Distinto es el caso de Esa sangre. Aquí se contrasta
el tema de lo viejo y lo nuevo en la historia de Julián
Andrade, latifundista que estuvo unido (por cautela) a los villistas
y que al huir de los mismos en una situación peliaguda,
acaba refugiándose en la Argentina; veinte años
después, hecho una ruina física y moral, Andrade
viene a reclamar sus tierras. Toda la novela consiste en el retrato
del personaje (y de su hermana, la dura y hombruna beata Refugito);
ambos personajes aparecen contrastados violentamente con el México
posrevolucionario. Andrade viene con la tabla de valores de antes
del alzamiento y se encuentra con que nadie lo recuerda y si lo
recuerdan en para echarle en cara sus crímenes y su anterior
prepotencia.
Porque Julián Andrade es un ser despreciable. Y cuando
era el año sólo había sabido tiranizar, violentar,
matar. De ahí que la visión negra de Azuela resulte
ahora proyectada en las dos direcciones del relato. Hacia el presente,
con sus cohechos, el machismo desenfrenado y criminal del charro,
la constante beodez de todos; hacia el pasado, en la historia
(reconstruida por fragmentos) de los Andrade y los Ramírez,
historia sin otro sentido que el atropello y la furia personal.

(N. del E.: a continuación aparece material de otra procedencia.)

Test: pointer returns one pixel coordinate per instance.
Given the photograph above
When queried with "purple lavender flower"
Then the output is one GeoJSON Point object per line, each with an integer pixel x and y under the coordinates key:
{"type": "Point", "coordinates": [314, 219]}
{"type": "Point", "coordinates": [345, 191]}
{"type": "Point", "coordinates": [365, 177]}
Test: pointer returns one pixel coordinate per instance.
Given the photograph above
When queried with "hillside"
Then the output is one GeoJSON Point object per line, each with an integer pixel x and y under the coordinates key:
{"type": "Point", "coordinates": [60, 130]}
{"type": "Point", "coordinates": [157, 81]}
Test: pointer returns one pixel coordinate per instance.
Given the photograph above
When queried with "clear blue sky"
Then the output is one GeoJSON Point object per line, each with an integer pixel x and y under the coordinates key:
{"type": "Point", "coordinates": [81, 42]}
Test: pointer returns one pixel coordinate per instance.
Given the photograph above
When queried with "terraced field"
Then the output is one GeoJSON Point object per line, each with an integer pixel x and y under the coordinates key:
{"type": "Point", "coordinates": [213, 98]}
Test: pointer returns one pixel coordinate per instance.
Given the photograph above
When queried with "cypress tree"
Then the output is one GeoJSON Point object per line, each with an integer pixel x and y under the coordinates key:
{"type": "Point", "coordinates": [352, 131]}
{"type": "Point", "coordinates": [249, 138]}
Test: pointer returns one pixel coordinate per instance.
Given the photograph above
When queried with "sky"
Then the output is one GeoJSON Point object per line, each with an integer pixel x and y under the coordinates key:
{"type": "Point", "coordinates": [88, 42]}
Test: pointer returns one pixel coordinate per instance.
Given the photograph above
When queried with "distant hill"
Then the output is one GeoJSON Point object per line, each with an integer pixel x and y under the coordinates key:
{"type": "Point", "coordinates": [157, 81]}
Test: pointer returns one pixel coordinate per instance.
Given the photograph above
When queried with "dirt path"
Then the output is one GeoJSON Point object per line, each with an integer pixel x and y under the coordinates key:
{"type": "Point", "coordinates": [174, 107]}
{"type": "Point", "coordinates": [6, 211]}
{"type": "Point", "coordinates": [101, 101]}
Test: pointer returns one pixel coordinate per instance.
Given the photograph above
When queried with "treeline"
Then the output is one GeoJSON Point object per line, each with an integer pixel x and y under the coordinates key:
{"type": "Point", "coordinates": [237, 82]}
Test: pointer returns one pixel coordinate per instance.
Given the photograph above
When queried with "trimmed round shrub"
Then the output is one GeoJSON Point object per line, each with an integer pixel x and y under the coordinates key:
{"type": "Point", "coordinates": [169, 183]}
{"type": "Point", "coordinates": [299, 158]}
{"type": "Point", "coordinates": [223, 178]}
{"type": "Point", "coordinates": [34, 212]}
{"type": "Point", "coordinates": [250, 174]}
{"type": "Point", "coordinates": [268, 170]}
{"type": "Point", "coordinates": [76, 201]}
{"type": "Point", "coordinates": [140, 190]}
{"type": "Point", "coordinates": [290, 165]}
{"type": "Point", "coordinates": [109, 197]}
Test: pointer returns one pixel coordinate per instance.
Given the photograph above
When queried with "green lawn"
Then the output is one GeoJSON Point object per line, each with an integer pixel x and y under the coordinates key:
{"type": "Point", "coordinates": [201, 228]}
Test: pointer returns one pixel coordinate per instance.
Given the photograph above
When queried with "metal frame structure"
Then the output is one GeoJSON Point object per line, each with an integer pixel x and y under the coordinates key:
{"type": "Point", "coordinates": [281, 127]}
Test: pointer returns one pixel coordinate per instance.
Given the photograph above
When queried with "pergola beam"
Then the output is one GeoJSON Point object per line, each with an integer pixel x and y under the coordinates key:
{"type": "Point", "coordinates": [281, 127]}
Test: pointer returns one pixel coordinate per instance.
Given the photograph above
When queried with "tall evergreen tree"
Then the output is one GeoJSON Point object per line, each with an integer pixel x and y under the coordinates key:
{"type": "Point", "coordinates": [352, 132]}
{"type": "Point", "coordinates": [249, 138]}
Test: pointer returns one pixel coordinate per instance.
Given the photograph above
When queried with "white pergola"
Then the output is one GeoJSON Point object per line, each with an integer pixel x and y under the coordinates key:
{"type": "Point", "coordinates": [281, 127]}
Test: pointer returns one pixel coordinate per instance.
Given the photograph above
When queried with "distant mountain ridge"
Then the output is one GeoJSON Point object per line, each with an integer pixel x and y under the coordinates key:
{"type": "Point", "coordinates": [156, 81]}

De modo que el juicio agrio que pasa Azuela sobre el presente
se proyecta también hacia el pasado. Se comprende mejor
entonces que no es por una imposible nostalgia del paraíso
porfirista que Azuela censura el México de hoy, que no
es por refugiarse en una visión como la de muchos escritores
sureños de Estados unidos (las hermosas casas aristocráticas,
el penetrante olor a magnolias, los esclavos convenientemente
amaestrados para proveer el musical coro) que Azuela censura la
realidad. Es por otra cosa.
Azuela no es un reaccionario: es un moralista. Y es por eso que
no tolera la imperfección del mundo. No la tolera porque
también él creyó (hacia 1910) que la sangre
derramada en los campos, y la muerte de los de arriba, era vías
directas para la solución de todas las injusticias, para
el reino de la felicidad sobre la tierra, para imponer (al fin)
el respeto de unos hombres por otros. Y lo que vio Azuela, lo
que vio el moralista, fue una corrupción sustituida por
otra, una violencia de arriba sustituida por la violencia de los
de abajo (vueltos ahora los de arriba). Vio eso, y sólo
vio eso. No vio que la revolución había hecho, y
hace, entre tanta obra mala, obra buena. Por no haberlo comprendido
nunca, sus novelas (a partir de Los de abajo y cada vez
en forma más cruda) se han convertido en la más
nítida denuncia de la realidad moral que yace bajo y sobre
la gran realización revolucionaria de México. La
sinceridad de su denuncia es lo único que salva, en definitiva,
a Azuela. Esa entereza de su actitud negativa que confirma lo
dicho por González de Mendoza: le dolía México,
como le dolía España al célebre vasco. Ese
dolor, esa llaga que no pudo cerrarse ni con la muerte, explica
aunque no justifican la actitud, la pasión, el encono,
con que queda retratado México en su vasta galería
de la que estas novelas póstumas son el agrio final."